What we have learned from the top books of 2020

Young woman in a wheelchair reading

Many of us found ourselves with an unexpected amount of free time this year, meaning we could rediscover some of our favourite pastimes.

Yes, this probably involved watching everything on Netflix – but it also gave us the opportunity to sink our teeth into some really great books.

Reading can transport you to different worlds and teach you about cultures other than your own – something we’ve been desperately searching for this year, as we’ve been largely confined to our homes.

Amazon has released its lists of the bestselling and most read books of the year, giving valuable insight into our 2020 literary habits…

Self-help books have been a big hit

The dramatic events of 2020 have caused many of us to re-evaluate our lives and personal goals. This year of introspection is reflected in the amount of self-help books on the bestselling non-fiction list – such as Good Vibes, Good Life: How Self-Love Is The Key To Unlocking Your Greatness by Vex King (Hay House UK) and The Subtle Art of Not Giving a F*ck: A Counterintuitive Approach To Living A Good Life by Mark Manson (Harper).

The most highlighted book of the year is Atomic Habits by James Clear (Random House Business), detailing how you can make small changes in your life to build positive habits. This ranking shows how much the book resonated with readers, who were keen to remember key quotes.

Women rule the roost

Female authors dominate this year’s list, making up seven of the top 10 most sold fiction books. The bestselling book in this category is Where The Crawdads Sing by Delia Owens (Corsair), the 2018 coming-of-age story about an isolated young girl called Kya in North Carolina in the Fifties and Sixties.

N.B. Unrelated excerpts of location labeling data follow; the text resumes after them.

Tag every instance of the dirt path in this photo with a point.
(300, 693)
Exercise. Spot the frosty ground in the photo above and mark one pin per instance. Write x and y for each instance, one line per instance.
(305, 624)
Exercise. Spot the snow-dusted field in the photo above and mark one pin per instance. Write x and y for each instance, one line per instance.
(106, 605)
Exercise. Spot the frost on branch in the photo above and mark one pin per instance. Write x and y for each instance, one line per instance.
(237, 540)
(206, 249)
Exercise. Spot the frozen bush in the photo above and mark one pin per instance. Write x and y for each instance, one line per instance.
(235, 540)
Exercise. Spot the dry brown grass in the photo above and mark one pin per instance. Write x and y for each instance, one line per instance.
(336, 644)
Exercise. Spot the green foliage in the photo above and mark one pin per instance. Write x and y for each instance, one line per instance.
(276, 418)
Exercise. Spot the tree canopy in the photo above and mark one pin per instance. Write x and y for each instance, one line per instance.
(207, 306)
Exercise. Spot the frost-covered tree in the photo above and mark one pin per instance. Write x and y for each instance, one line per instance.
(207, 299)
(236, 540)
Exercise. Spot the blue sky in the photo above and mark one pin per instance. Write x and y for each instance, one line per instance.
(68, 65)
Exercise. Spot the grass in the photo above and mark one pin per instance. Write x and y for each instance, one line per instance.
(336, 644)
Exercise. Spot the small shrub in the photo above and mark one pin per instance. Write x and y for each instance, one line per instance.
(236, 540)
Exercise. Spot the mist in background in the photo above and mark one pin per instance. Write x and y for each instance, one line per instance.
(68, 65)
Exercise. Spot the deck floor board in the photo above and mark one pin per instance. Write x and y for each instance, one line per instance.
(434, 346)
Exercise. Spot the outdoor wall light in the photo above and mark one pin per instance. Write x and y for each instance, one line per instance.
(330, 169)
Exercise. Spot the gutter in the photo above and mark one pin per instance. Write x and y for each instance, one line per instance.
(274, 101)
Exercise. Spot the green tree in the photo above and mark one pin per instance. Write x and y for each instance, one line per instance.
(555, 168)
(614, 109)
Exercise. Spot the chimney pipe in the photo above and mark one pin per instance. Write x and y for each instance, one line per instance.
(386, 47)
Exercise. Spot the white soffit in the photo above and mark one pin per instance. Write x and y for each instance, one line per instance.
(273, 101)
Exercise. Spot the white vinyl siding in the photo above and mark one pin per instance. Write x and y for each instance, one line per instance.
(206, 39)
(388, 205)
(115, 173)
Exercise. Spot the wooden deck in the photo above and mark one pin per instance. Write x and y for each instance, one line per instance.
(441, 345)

Reni Eddo-Lodge takes the top spot for non-fiction with her 2017 debut Why I’m No Longer Talking To White People About Race (Bloomsbury Publishing), showing the appetite for anti-racist literature in the wake of the Black Lives Matter protests this year.

Celebrity names have a big draw

While it hasn’t been a particularly banner year for celebrity memoirs, Michelle Obama’s 2018 autobiography Becoming (Viking), came in an impressive fifth in the most sold non-fiction chart.

And The Thursday Murder Club  (Viking) penned by Richard Osman – creator and co-presenter of TV quiz show Pointless – also proved a big hit. His novel, following four unlikely friends solving murders in a retirement village, took fifth place on the most sold fiction list.

Harry Potter is as popular as ever


The first Harry Potter book might have come out in 1997, but the franchise is still going strong. Amazon does a separate ‘most read’ chart, tracking the average number of daily Kindle readers and Audible listeners every week.

Perhaps because adults were looking for a bit of comfort and nostalgia this year, plus a whole new generation of young fans had plenty of time to get reading, the seven Harry Potter books (Bloomsbury Children’s Books) filled the top seven slots of the most read list.